Galatians 3:18-29 NIV
18 For if the inheritance depends on the law, then it no longer depends on the promise; but God in his grace gave it to Abraham through a promise.
19 Why, then, was the law given at all? It was added because of transgressions until the Seed to whom the promise referred had come. The law was given through angels and entrusted to a mediator. 20 A mediator, however, implies more than one party; but God is one.
21 Is the law, therefore, opposed to the promises of God? Absolutely not! For if a law had been given that could impart life, then righteousness would certainly have come by the law. 22 But Scripture has locked up everything under the control of sin, so that what was promised, being given through faith in Jesus Christ, might be given to those who believe.
Children of God
23 Before the coming of this faith,[a] we were held in custody under the law, locked up until the faith that was to come would be revealed. 24 So the law was our guardian until Christ came that we might be justified by faith. 25 Now that this faith has come, we are no longer under a guardian.
26 So in Christ Jesus you are all children of God through faith, 27 for all of you who were baptized into Christ have clothed yourselves with Christ. 28 There is neither Jew nor Gentile, neither slave nor free, nor is there male and female, for you are all one in Christ Jesus. 29 If you belong to Christ, then you are Abraham’s seed, and heirs according to the promise.
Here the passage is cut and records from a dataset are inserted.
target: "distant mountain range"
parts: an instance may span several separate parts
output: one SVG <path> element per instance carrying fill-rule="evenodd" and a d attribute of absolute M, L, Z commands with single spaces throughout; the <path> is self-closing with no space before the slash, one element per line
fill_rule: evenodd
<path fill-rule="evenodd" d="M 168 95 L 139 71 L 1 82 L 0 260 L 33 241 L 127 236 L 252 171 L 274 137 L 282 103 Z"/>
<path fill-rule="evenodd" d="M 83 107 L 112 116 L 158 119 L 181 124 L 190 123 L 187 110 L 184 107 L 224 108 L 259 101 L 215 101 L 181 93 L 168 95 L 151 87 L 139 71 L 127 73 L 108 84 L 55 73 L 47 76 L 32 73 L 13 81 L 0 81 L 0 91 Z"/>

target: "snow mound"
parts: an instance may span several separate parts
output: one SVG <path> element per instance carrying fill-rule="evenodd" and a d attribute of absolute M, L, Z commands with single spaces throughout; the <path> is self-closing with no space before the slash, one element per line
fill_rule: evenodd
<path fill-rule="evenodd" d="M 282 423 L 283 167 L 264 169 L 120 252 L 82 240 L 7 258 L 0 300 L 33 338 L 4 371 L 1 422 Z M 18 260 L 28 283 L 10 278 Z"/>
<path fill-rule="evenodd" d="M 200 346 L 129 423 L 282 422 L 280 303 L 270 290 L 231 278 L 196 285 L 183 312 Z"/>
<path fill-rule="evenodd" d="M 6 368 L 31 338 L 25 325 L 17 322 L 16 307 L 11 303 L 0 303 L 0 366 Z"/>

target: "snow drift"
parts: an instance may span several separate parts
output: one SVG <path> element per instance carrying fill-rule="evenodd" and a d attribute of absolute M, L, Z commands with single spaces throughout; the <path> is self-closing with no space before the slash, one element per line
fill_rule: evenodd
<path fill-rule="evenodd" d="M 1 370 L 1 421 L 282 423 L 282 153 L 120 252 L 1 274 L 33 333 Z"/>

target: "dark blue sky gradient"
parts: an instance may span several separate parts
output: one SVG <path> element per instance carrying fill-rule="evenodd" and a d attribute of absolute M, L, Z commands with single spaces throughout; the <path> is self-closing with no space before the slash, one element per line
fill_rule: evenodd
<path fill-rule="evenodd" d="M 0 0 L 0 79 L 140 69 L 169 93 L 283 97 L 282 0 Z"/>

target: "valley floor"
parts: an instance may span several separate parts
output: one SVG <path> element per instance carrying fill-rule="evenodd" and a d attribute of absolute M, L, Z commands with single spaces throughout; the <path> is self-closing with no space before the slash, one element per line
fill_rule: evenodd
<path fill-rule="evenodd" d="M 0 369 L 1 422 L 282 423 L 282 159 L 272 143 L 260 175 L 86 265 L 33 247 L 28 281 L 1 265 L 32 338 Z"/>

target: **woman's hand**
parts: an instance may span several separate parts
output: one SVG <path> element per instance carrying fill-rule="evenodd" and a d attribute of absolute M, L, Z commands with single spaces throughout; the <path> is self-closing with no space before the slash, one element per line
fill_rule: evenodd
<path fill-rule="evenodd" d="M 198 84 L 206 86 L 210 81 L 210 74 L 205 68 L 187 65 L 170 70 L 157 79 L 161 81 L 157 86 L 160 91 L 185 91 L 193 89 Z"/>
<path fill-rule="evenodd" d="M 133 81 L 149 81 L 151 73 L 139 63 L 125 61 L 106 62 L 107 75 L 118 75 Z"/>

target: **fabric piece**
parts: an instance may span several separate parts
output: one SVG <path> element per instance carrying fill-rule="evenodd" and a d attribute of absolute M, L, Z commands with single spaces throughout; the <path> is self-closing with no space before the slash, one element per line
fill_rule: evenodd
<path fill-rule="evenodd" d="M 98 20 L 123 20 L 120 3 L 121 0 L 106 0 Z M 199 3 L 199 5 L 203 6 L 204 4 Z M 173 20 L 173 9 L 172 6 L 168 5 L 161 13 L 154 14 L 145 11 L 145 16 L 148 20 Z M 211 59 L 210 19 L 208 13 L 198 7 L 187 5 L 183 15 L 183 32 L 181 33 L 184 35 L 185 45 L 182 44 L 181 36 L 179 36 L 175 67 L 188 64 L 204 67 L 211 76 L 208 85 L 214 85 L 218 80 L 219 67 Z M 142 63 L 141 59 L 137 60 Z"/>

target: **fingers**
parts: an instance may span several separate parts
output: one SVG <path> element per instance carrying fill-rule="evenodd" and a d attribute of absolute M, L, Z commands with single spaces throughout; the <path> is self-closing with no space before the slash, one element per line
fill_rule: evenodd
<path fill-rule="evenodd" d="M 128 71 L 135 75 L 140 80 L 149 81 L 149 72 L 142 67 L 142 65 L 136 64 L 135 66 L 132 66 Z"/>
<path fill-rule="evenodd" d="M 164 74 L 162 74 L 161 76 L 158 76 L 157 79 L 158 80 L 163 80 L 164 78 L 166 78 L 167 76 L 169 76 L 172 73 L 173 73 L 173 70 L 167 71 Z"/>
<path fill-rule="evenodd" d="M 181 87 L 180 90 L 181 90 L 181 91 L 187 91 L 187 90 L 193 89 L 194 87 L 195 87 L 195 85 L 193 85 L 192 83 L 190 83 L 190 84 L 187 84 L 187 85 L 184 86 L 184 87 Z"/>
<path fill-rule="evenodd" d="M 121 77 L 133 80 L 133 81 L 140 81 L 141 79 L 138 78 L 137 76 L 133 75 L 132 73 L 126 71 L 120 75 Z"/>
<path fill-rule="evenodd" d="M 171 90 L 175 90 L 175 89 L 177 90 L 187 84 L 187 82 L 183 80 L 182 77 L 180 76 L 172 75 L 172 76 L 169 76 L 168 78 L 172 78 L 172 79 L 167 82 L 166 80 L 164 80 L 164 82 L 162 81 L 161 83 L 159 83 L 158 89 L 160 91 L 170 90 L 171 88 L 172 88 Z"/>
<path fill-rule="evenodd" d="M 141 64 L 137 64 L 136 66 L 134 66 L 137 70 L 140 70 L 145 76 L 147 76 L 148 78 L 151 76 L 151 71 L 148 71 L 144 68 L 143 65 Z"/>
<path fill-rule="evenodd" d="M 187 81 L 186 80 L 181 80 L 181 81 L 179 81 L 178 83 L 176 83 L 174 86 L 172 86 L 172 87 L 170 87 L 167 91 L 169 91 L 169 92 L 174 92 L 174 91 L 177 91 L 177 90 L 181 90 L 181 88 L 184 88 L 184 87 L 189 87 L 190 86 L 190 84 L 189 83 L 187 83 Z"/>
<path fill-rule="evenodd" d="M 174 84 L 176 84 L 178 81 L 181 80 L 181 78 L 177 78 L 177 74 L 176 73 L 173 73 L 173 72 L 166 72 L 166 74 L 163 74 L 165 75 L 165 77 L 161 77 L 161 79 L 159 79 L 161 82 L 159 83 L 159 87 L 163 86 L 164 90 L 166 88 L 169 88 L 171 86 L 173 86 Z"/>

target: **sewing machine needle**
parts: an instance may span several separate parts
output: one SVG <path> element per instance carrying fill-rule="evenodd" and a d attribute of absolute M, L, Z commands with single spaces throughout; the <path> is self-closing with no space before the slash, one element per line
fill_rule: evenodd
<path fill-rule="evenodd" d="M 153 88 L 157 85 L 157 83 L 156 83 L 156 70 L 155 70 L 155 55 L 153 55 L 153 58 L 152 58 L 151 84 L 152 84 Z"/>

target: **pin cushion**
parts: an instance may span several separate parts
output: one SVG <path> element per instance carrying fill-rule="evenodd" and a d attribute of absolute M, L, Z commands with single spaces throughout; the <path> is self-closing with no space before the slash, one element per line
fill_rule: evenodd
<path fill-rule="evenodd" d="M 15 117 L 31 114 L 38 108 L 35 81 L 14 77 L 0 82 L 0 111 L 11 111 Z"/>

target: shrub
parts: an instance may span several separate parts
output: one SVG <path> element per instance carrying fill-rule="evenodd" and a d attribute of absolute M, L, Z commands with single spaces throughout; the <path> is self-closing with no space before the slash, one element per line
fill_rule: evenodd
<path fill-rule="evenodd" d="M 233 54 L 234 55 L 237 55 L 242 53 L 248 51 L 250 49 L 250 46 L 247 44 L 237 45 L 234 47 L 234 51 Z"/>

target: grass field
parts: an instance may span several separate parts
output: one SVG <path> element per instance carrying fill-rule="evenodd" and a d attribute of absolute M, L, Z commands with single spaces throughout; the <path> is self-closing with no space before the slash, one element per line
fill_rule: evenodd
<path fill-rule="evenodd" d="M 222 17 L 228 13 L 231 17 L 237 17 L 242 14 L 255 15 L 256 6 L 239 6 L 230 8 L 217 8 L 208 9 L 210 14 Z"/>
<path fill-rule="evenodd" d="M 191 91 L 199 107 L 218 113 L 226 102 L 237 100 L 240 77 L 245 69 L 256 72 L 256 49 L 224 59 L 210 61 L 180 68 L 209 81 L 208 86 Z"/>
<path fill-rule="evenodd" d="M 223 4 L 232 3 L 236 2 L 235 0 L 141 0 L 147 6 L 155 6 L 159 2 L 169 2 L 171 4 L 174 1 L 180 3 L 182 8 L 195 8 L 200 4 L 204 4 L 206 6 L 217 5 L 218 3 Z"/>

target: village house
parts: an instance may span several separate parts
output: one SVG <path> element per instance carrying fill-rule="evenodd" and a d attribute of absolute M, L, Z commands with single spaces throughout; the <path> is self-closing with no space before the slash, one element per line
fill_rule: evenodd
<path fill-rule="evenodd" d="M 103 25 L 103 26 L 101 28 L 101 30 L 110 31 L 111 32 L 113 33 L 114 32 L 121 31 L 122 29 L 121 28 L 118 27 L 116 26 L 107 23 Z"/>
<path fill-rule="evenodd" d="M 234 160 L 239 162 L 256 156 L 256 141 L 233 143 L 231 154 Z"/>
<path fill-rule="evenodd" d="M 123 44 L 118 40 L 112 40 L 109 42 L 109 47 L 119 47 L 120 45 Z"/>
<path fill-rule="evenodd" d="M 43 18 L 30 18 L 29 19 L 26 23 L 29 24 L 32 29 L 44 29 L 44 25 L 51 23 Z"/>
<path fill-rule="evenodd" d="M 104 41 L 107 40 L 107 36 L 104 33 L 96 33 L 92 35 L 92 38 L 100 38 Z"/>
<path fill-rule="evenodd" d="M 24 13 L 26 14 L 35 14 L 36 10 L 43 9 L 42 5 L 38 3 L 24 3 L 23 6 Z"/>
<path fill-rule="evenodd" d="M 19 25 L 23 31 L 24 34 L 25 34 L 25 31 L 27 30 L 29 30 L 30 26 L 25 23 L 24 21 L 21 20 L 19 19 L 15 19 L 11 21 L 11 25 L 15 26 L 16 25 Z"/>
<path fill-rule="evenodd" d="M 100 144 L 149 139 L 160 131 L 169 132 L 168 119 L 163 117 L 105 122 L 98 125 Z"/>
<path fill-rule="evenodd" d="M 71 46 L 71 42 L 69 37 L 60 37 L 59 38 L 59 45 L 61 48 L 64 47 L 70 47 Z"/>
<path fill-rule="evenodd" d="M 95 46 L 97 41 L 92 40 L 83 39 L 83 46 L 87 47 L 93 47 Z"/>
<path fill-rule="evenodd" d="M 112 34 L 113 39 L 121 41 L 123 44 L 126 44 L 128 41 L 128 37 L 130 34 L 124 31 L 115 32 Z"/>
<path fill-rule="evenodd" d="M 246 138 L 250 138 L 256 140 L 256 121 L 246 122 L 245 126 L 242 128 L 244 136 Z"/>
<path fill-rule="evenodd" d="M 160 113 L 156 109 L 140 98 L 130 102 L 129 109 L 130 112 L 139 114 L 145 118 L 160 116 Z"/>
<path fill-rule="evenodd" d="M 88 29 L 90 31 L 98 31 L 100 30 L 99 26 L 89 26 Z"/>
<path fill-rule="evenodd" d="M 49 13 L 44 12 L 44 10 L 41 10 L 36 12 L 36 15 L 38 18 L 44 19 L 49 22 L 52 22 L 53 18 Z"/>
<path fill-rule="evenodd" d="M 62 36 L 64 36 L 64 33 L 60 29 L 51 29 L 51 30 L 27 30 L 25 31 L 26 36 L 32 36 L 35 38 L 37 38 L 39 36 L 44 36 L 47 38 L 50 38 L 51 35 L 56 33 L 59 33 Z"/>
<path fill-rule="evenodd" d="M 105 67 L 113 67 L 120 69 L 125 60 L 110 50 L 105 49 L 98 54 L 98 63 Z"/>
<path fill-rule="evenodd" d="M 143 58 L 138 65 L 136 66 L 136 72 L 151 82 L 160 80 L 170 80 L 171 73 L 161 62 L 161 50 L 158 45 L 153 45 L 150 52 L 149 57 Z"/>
What Are The Works Of The Law
In his letters, the apostle Paul warned the believers in the churches in Rome and Galatia not to place their hope for salvation in the works of the law. To the Roman Christians, he said, “For by works of the law no human being will be justified in his [God’s] sight” (Romans 3:20). To the Galatian believers: “We know that a person is not justified by works of the law but through faith in Jesus Christ” (Galatians 2:16; cf. 3:5). To justify is to declare righteous.
The “works of the law” are the actions performed to fulfill the Mosaic Law found in the first five books of the Old Testament. Keeping the Sabbath, being circumcised (the issue before the Galatian churches), eating “clean” foods, and other ceremonies are powerless to justify us in the sight of God. In addition, following the morality of the law (not murdering, not committing adultery, not stealing) is insufficient to make us right in God’s eyes. No act on the part of sinful creatures can result in God’s declaring them to be righteous in His sight.
Why can’t the works of the law save us? First, because the works of the law can never be done completely. The standard is perfection, and that means “good enough” won’t pass muster. Paul explains to the Galatians: “All who rely on the works of the law are under a curse, as it is written: ‘Cursed is everyone who does not continue to do everything written in the Book of the Law’” (Galatians 3:10, emphasis added). James further explains that anyone who offends in just one point is guilty of breaking the whole of the law (James 2:10). There are over six hundred individual commandments in the Mosaic Law, and breaking just one of them one time renders a person guilty. No one but Jesus ever kept the law perfectly.
Second, the law was never intended to justify anyone; it was given to show us our sinfulness and to reveal the perfect holiness of the Lawgiver (Romans 3:20). Without the law, we would not know what sin is (Romans 7:7). The law is holy because God is holy. Just as a straightedge reveals the crookedness of a line, so the law of God exposes our lack of holiness. No one measures up to God’s standard (Romans 3:10). The law cannot justify; it can only condemn. No one can stand before a holy God on the basis of his own efforts, even if those efforts include a hearty attempt at keeping the works of the law.
If the works of the law justify no one, and serve only to reveal our own sinfulness and our desperate state, what are we to do? The Bible offers the only solution to the problem of sin: “But now apart from the law the righteousness of God has been made known, to which the Law and the Prophets testify. This righteousness is given through faith in Jesus Christ to all who believe” (Romans 3:21–22). This is why “the just shall live by faith” (Romans 1:17, NKJV).
We can only be declared righteous “by faith apart from works of the law” (Romans 3:28), and that faith must rest in the only Savior, the Lord Jesus Christ: “Salvation is found in no one else, for there is no other name under heaven given to mankind by which we must be saved” (Acts 4:12). To continue to attempt to earn a place in heaven through the works of the law is to ignore the sacrifice of Christ: “If righteousness could be gained through the law, Christ died for nothing!” (Galatians 2:21).